We made it about half way when a bathroom emergency afforded us an experience of hailing a Paris cab.

The Ferris wheel was located next to Plaza de Concorde in a park that immediately struck me as a place I would have loved to spend a lot more time than we actually had. For Lev there was a completely unexpected gold mine — not just one mostly scenic ride, but a whole little amusement park. There was a ride that swings you way way up until you go upside down, a really weird one that looked like you are sitting peacefully about to watch some show, but then the entire set of seats starts to move in vertical circles — fast. There was even a water ride. And lines were short to none.

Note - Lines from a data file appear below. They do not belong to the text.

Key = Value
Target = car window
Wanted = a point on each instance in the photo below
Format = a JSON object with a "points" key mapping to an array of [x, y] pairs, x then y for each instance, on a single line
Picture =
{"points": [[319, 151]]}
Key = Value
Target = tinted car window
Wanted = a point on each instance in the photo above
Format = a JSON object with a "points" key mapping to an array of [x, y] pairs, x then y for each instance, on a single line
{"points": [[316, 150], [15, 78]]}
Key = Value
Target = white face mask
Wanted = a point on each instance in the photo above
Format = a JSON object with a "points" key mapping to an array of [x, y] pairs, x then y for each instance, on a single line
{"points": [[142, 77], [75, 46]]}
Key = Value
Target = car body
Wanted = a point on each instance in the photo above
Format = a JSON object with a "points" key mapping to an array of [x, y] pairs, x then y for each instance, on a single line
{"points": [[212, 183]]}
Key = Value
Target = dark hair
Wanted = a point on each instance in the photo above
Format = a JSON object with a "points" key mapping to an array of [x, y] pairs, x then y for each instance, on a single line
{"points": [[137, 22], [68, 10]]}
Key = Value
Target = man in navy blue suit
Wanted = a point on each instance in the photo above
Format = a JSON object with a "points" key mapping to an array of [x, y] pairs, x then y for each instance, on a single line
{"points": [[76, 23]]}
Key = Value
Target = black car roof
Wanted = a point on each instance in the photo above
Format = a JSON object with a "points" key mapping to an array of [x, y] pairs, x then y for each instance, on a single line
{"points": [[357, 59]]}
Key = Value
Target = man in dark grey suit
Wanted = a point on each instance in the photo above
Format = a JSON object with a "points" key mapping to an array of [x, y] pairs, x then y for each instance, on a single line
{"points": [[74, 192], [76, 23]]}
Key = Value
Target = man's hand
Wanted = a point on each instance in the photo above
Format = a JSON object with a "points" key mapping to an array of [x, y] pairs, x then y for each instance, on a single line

Oddly the place only accepted cash, but surprisingly there was an actual bank ATM. Our timing for the big wheel couldn’t have been more perfect. The sun was setting. As we floated higher and higher in the air, we saw the city in this soft golden glow and everything felt like magic. A woman and her two young kids waved at us from the next gondola. And sharing that moment with complete strangers made it even more special.

Lev, of course, wanted to go on the upside down one. I was happy to oblige since he’d recently overcome his fear of riding with strangers — I wouldn’t be caught dead on a ride like that. But I drew the line at the water ride. €10 and a soaking wet child seemed to much to pay for it. Plus, it was getting late and we had to wake up early. We walked through the park towards the exit and there it was again — the vibe, that sense of calm, in spite of all the noise of the rides and screaming. People walking, standing, talking, and all as if floating just above the ground, unburdened by anything.

Day 7

Good bye Paris. I wasn’t terribly impressed by you at first, but I miss you already and we haven’t even left. I didn’t notice if the train station had a mini station for every platform. I just noticed how relatively small ours was, almost like a small town kind. Of course we got there way early. We were instructed to buy lunch at the train station, but how do you buy lunch when you are still stuffed from breakfast? I couldn’t even think about food. So, we ended up buying food on the train. It wasn’t very good. Oh well. I tried looking into the window, but French countryside looked pretty much like any other countryside. And then I missed us getting into the tunnel. Perhaps I was distracted by this weird commercial they kept running on the screen. The point of it was supposed to be to tell the tourists to “ask a local, not your phone”. Something like that. But it always seemed that the locals were only confusing the poor tourist. And on top of that in one of the mini-stories a guy appeared to end up spending the night with one of those locals and then having the paper with her phone number blown out of his hands by the wind. Huh? And in another local guys coaxed a reluctant girl into riding bikes with her and she ended up racing them and going to all kinds of places with them before waking up on a train, with them, looking like she didn’t know how she got there. I guess, that’s France.